Obvious Hints: Benchmarking MongoDB VS. Mysql

EDIT November 2011: Please take this benchmarks with a grain of salt. They are completely non-scientific and when choosing a data store probably raw speed is not all you care about. Try to understand the trade-offs of each database, learn about how your data will be handled in case of losing a server. What happens if there's data corruption? How replication works in your specific database… and so on. After all… don't choose a database over another just because of this blogpost.

One of the projects I work for at the company has a message system with more than 200 million entries in a MySQL database. We've started to think about how can we scale this further. So in my research for alternatives look at nosql databases. In this post I would like to share some benchmarks I ran against Mongodb –a document oriented database– compared to MySQL.

To perform the tests I installed MongoDB as explained here. I also installed PHP, MySQL and Apache2 from Macports. I did no special configurations in any of them.

The hardware used for the tests is my good ol' Macbook White:

Model Name: MacBook

Model Identifier: MacBook2,1

Processor Name: Intel Core 2 Duo

Processor Speed: 2 GHz

Number Of Processors: 1

Total Number Of Cores: 2

L2 Cache: 4 MB

Memory: 4 GB

Bus Speed: 667 MHz

Boot ROM Version: MB21.00A5.B07

SMC Version (system): 1.13f3

Because I don't have enough space to store the MongoDB database in my local hardrive, I launched the server with this command:

./bin/mongod --dbpath '/Volumes/alvaro/data/db/'

which tells MongoDB to use my USB hardrive. YES, my USB hardrive :-P

The MySQL server stored the data in the local hardrive.

What was the test?

I loaded in both databases 2 million records from our real data of the message system. Every record has 28 columns, holding informatin about the sender of the message and the recipient, plus the subject, date, etc. For MySQL I used mysqldump. For MongoDB I used the following:

$query = "SELECT * from messsage";

$result = mysql_query($query);

while($row = mysql_fetch_assoc($result))

{

$collection->insert($row);

}

Of course that for the real data loading I added some paginations, I didn't retrieved 2M records at once. And there was some code to initialize the MySQL connection and Mongo to get that $collection object.

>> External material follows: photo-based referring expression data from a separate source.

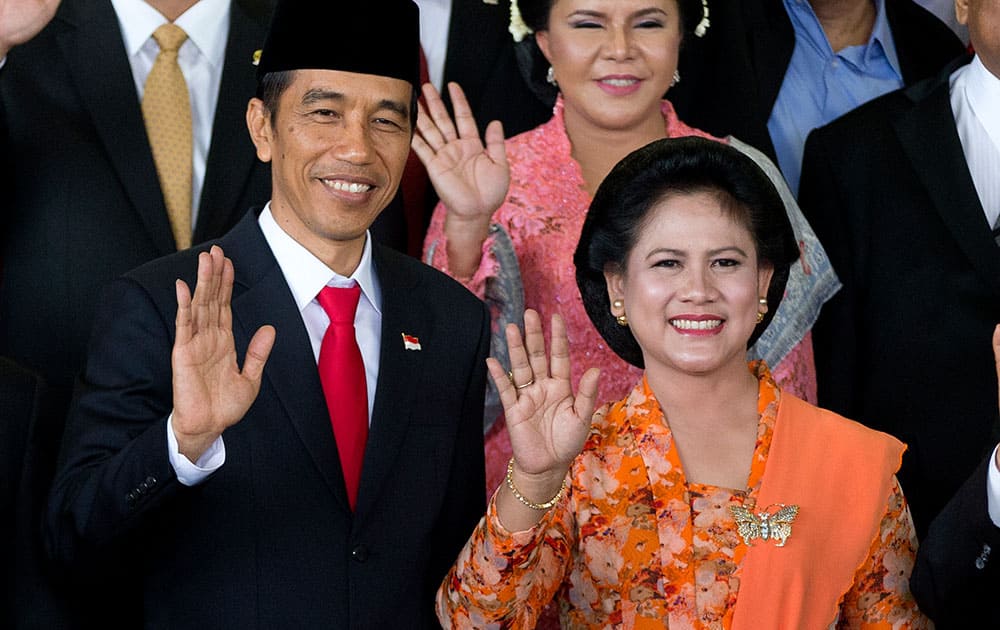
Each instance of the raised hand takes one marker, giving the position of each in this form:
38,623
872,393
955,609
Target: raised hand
996,359
547,424
469,178
20,20
211,393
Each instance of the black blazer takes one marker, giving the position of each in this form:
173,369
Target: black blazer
730,78
481,59
269,540
957,575
82,202
904,346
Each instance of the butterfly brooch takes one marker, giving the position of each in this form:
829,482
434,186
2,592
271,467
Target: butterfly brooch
765,525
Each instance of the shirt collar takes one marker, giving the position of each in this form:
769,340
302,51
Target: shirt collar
206,23
306,275
882,39
982,89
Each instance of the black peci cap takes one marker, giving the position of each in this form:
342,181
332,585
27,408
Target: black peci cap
380,37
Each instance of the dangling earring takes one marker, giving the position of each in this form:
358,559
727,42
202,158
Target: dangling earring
618,305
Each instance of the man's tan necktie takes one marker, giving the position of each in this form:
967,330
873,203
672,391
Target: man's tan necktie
167,112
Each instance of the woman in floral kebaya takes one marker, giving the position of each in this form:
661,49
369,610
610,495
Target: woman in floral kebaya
511,211
707,497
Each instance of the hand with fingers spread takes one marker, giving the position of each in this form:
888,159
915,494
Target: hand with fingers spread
547,424
210,392
470,179
20,20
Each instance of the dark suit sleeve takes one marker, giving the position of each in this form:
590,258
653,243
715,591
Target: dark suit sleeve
113,465
835,334
956,579
465,502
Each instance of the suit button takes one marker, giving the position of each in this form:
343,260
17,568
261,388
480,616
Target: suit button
359,553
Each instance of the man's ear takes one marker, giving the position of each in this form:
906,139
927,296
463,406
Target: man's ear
962,12
259,125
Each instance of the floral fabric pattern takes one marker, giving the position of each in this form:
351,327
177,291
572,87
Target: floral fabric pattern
543,214
634,545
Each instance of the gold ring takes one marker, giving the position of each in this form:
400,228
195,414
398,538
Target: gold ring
510,377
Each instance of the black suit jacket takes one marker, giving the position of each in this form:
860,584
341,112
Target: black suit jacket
730,78
957,575
269,541
481,59
82,202
905,345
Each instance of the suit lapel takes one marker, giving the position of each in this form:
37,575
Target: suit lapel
231,155
291,369
398,381
929,139
107,90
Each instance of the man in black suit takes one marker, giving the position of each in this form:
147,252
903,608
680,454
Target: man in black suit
732,76
82,201
221,489
903,193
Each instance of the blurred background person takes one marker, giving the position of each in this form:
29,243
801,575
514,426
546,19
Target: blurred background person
99,179
957,575
511,213
708,497
903,192
769,71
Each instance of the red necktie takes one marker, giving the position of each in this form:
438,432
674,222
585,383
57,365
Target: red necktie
414,187
342,373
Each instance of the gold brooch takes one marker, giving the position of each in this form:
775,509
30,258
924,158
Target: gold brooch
765,525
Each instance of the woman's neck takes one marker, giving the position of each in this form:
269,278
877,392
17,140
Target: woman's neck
713,420
706,399
598,149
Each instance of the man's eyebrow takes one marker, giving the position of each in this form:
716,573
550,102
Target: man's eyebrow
395,106
316,95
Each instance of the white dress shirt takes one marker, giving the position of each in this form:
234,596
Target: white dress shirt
201,58
435,19
975,101
306,275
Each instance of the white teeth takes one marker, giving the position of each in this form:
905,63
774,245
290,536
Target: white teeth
690,324
349,187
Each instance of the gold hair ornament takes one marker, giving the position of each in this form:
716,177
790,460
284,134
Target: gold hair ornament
518,29
703,25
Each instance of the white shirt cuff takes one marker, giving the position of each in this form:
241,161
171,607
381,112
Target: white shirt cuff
993,488
188,473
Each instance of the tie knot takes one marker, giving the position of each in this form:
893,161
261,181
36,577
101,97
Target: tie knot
340,303
169,37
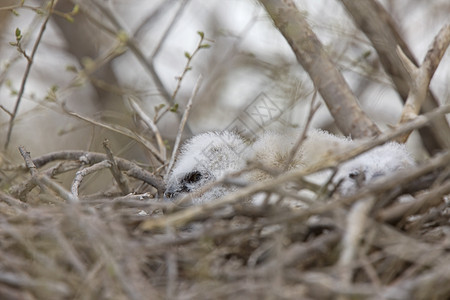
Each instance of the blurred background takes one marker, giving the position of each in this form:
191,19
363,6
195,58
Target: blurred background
95,55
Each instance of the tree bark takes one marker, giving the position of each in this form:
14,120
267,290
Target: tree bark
379,27
340,100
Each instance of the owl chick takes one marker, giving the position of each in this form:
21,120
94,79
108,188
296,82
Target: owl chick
377,162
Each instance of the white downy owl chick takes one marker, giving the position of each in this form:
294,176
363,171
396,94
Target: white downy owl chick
206,158
375,163
210,156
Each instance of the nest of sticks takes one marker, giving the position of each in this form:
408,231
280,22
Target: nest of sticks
124,242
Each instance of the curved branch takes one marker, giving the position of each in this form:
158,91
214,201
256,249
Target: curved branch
310,53
379,27
94,157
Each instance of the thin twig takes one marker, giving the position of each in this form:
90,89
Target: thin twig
421,77
43,180
121,130
191,212
79,176
117,174
27,72
149,122
312,111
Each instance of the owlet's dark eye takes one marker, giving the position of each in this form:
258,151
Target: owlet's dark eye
193,177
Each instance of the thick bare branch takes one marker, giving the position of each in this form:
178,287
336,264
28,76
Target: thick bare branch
310,53
379,27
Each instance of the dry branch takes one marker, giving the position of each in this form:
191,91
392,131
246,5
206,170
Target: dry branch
117,174
186,215
310,53
79,176
379,27
30,59
421,77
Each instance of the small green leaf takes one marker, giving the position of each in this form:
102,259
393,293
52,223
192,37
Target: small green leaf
174,108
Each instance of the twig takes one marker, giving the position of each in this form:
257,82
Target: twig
149,122
182,124
420,204
421,77
172,266
341,102
121,130
148,65
380,28
356,225
191,212
312,111
43,180
117,174
30,60
188,67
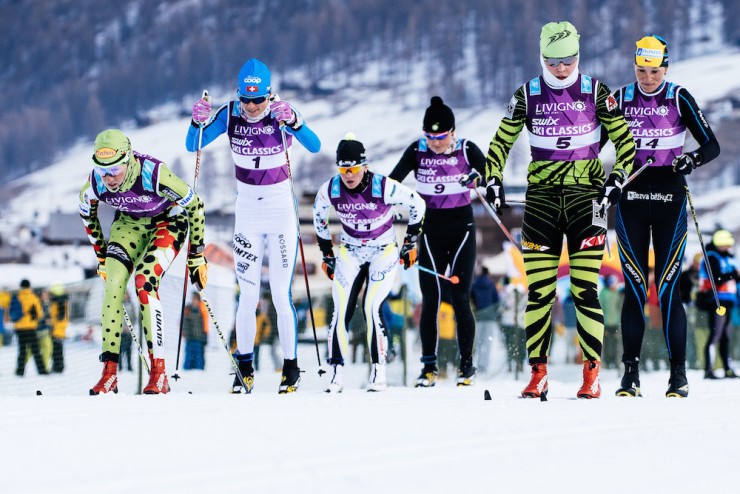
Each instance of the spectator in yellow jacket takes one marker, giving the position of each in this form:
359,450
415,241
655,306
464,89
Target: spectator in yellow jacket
25,329
59,316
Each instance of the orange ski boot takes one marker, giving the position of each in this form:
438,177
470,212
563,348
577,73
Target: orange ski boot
538,383
591,387
109,380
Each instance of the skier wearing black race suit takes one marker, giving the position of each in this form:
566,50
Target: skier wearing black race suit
659,113
440,162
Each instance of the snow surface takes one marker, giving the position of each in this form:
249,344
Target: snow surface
439,440
444,439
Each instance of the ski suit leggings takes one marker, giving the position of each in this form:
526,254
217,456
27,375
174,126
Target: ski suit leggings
653,206
265,225
378,266
437,251
551,212
145,247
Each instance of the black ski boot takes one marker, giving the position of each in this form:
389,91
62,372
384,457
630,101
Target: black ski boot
247,371
630,385
291,377
678,386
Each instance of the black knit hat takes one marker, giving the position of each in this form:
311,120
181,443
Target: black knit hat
350,152
438,117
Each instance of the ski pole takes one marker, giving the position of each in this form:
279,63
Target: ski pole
452,279
720,309
176,376
223,339
496,218
135,338
300,244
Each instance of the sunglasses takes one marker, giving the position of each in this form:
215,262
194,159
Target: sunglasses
343,170
436,137
554,62
109,171
258,100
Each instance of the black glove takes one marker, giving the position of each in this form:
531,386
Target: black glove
611,191
470,178
408,251
198,270
495,194
685,163
329,264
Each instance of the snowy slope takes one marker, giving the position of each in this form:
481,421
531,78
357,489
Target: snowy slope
437,440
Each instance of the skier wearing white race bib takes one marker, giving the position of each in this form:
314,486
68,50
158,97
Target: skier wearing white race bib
368,252
265,207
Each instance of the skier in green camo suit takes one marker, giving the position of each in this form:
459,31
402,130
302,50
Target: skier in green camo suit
154,209
563,111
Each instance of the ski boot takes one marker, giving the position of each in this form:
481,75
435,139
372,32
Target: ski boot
630,385
428,376
537,383
158,383
108,381
378,381
291,377
678,385
591,388
466,374
336,385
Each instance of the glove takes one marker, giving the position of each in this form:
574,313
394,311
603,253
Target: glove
101,268
282,111
198,270
470,178
408,251
495,194
329,264
201,111
685,163
611,191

The MySQL databases had index on the sid and tid fields (sender id and target id), so I added them to the MongoDB database.

$m = new Mongo();

$collection = $m->selectDB("msg")->selectCollection("msg_old");

$collection->ensureIndex( array("sid", "tid") );

Then I wrote some simple code that will select a limit of 20 records filtered by sid. In the real application this means I'm watching the first 20 messages of my outbox.

EDIT - 2009/07/03

Due to some confusion I have to make something clear. What I'm benchmarking is not the data loading into both databases, nor traversing the data, etc., but the code that you can find here .

This is a similar case of what a user message outbox (or inbox) could be in a production website. The users access his inbox and we retrieve up to 20 messages of his inbox, which are then displayed in an html table. What siege accessed was a script serving that html generated out of the query results.

So the idea is, if MongoDB or MySQL are the backends of this message system, which one will be faster for this specific use case. This benchmark is not about if MongoDB is better than MySQL for every use case out there. We use MySQL a lot in production and we will keep using it as far as I can tell. And yes, I know that MySQL and MongoDB are two totally different technologies that probably only share the word database in their descriptions.

END EDIT - 2009/07/03

I did the code for Mongodb and MySQL. Then my idea was to launch siege and pick some random user ids from a text file and do the stress tests.

Here's an extract from the url textfile:

http://mongo.al/index.php?id=96

http://mongo.al/index.php?id=105

http://mongo.al/index.php?id=108

http://mongo.al/index.php?id=113

http://mongo.al/index.php?id=116

http://mongo.al/index.php?id=117

http://mongo.al/index.php?id=127

http://mongo.al/index.php?id=129

http://mongo.al/index.php?id=130

http://mongo.al/index.php?id=134

This means that siege will pick a random url and hit the server, requesting the outbox of that user id.

Then I increased the ulimit to be able to run this test:

siege -f ./stress_urls.txt -c 300 -r 10 -d1 -i

With that command I launch siege, telling it to load the urls to visit form the text file. It will simulate 300 concurrent users and will do 10 repetitions with a random delay between 0 and 1. The last option tells siege to work in internet mode, so it will pick urls randomly from the text file.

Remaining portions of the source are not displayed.